The stunning colors of a precious opal speak of its rarity. Precious opal gemstones are not found in many places in the world. Australia is home to 95% of the world’s deposit of opal. The special and specific conditions that led to the formation of opal are still being debated today by geologists.

One of the leading theories is the deep weathering model that contends that the process of opalisation began in Mid-Tertiary Period (around 30 million years ago). During this time, rocks underwent major weathering, which allowed ground water to seep through the weathered rock and resulting mud and sand. Water could have also originated from the Earth’s core by being hydrothermally driven upward. The water then proceeded to dissolve minerals and chemically alter dead plants and animals found in the weathered material. The chemically altered plants and animals formed large amounts of dissolved silica. As groundwater levels increased and decreased, the silica solution was able to seep through the ground. Eventually, the silica water solution would become trapped in the nooks and crannies of the rocks. Over several million years, the water evaporated, leaving behind first a silica gel and then hardened opal. The speed of evaporation determines the value of the opal, as too fast an evaporation results in cracks. Most of the time the opal formed is colorless. However, other times the process results in a brilliant precious gemstone.

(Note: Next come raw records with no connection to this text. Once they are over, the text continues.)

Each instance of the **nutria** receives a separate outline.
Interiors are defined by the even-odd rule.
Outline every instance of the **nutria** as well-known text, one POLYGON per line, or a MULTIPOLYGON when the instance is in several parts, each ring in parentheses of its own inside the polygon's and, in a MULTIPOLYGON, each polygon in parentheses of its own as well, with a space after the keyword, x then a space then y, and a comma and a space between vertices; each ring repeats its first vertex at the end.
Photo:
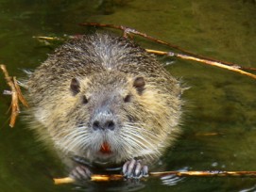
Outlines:
MULTIPOLYGON (((26 82, 34 129, 62 157, 147 174, 179 133, 179 82, 145 49, 111 34, 77 37, 57 49, 26 82)), ((72 168, 76 179, 90 166, 72 168)))

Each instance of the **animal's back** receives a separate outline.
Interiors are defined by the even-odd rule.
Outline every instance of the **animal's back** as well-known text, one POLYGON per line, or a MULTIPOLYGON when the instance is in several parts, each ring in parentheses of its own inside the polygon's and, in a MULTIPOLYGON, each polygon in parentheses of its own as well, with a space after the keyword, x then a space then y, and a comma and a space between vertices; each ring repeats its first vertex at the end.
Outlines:
MULTIPOLYGON (((179 81, 122 37, 69 40, 36 69, 27 88, 30 114, 43 125, 37 130, 63 155, 104 164, 137 157, 150 162, 179 132, 179 81)), ((124 168, 139 164, 128 161, 124 168)))

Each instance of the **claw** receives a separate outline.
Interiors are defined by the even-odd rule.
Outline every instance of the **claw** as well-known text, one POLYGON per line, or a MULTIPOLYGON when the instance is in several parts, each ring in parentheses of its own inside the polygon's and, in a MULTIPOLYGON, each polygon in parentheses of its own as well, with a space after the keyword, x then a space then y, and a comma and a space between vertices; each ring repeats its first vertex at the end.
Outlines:
POLYGON ((144 166, 141 160, 132 159, 123 166, 123 174, 127 178, 139 179, 148 176, 148 168, 144 166))
POLYGON ((69 174, 75 180, 89 180, 91 178, 91 171, 85 166, 76 167, 69 174))

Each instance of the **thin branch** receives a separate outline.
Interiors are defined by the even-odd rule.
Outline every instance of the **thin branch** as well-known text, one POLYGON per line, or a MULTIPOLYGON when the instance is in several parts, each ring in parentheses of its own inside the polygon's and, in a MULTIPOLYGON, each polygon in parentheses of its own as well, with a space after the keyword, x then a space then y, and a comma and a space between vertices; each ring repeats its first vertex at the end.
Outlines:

The colors of precious opals result from the negatively charged gaps between the silica spheres. If the negatively charged gaps match a wavelength of visible light, the opal then has a “fire.” Opals with red fire are extremely popular because since red has the longest wavelength, a rotation of the opal allows viewers’ perspective of the negative areas to decrease; thusly allowing other colors to be seen. Red opals are capable of exhibiting all the colors in the spectrum.

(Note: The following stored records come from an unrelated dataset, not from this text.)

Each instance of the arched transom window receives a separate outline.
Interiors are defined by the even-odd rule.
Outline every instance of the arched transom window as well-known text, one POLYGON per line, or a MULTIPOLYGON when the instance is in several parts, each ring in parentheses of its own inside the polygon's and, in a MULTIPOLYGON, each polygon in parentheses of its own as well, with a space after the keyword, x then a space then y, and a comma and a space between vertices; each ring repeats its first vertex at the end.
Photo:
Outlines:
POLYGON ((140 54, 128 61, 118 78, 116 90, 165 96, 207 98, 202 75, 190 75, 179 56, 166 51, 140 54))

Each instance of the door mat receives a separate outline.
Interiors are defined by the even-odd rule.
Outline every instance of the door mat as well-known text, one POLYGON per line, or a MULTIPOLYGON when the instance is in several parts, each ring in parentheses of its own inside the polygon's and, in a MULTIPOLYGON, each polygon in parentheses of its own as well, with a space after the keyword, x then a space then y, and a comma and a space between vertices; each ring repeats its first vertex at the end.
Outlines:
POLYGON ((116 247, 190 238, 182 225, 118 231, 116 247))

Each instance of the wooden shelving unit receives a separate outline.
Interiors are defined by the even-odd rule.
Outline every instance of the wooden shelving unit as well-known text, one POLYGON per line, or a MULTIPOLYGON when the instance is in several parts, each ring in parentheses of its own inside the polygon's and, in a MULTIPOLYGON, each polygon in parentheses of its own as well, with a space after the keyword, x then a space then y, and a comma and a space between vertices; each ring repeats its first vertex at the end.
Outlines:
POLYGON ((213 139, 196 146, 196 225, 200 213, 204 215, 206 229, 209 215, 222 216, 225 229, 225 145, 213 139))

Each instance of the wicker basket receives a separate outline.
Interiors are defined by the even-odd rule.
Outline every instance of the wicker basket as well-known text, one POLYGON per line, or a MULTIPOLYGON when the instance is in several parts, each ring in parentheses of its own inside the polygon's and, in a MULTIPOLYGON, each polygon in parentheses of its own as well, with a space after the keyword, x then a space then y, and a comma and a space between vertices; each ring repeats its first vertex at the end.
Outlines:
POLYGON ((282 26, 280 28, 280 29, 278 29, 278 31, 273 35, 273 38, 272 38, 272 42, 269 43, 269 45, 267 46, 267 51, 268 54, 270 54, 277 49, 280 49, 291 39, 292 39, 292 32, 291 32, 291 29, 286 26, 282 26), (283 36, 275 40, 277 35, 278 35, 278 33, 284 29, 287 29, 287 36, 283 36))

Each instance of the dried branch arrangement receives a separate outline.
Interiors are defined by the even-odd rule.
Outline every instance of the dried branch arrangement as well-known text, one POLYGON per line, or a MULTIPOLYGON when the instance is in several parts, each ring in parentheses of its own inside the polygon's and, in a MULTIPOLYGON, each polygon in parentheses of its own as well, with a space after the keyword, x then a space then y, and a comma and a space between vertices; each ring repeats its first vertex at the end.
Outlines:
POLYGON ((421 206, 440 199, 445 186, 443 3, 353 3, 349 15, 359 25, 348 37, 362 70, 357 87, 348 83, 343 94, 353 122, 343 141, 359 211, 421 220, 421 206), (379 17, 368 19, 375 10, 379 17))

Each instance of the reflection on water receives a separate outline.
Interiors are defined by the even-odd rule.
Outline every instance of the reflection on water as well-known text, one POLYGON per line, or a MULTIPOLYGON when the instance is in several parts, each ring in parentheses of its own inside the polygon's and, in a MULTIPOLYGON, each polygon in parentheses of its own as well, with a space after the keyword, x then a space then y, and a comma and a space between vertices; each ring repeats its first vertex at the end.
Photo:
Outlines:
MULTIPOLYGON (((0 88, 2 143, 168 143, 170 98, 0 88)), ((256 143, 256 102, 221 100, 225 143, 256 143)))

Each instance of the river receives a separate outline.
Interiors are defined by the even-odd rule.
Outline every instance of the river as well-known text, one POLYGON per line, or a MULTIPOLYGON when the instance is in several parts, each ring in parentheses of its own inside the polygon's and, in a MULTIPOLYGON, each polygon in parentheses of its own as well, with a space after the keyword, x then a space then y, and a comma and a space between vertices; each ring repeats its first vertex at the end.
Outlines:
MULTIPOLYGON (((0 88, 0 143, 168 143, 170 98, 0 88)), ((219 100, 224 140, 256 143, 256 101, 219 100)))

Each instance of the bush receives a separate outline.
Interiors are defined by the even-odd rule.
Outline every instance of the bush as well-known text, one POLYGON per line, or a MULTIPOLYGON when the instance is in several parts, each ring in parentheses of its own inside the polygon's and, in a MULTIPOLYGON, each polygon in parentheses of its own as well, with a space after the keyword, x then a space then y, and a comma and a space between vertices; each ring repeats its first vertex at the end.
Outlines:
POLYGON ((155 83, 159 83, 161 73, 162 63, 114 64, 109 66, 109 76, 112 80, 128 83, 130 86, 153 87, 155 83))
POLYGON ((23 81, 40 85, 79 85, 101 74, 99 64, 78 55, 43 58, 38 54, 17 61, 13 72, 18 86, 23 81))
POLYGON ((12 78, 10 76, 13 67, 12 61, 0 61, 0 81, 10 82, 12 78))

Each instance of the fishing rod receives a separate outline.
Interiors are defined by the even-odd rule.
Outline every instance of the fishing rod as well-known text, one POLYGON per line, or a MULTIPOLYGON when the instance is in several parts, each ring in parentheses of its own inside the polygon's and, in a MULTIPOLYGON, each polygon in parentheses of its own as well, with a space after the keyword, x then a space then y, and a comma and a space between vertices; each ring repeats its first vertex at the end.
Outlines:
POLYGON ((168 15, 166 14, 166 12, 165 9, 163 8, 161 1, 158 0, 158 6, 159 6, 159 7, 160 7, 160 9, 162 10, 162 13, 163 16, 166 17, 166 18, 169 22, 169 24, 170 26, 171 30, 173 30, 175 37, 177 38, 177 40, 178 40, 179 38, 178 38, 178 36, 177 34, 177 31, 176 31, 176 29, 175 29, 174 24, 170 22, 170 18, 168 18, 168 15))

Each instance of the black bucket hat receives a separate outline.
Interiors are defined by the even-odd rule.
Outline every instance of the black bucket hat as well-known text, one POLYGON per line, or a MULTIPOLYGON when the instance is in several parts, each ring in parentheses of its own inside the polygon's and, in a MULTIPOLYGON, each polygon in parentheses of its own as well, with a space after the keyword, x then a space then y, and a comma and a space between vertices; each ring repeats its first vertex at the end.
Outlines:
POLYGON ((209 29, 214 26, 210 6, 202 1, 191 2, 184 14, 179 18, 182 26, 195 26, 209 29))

There is still controversy over the exact details of opal formation regarding the timing of opal formation. The dominant viewpoint that formation occurred by the gradual deposition by layering of opal through millions of years has been challenged by new research. According to some scientists, opal could have been formed in two to three million years through a complex ion exchange process. Another detail that supports a quicker opal formation process is the discovery of aerobic microbial remains in opal. Studies have fixated on the possibility of these organisms aiding in the opal formation process. This would then suggest a quicker opal formation process in the Early Cretaceous Period, around 100 million years ago. Nevertheless, the radiant appearances of opal along with the experts who study opal formation speak to its distinctive, valuable qualities.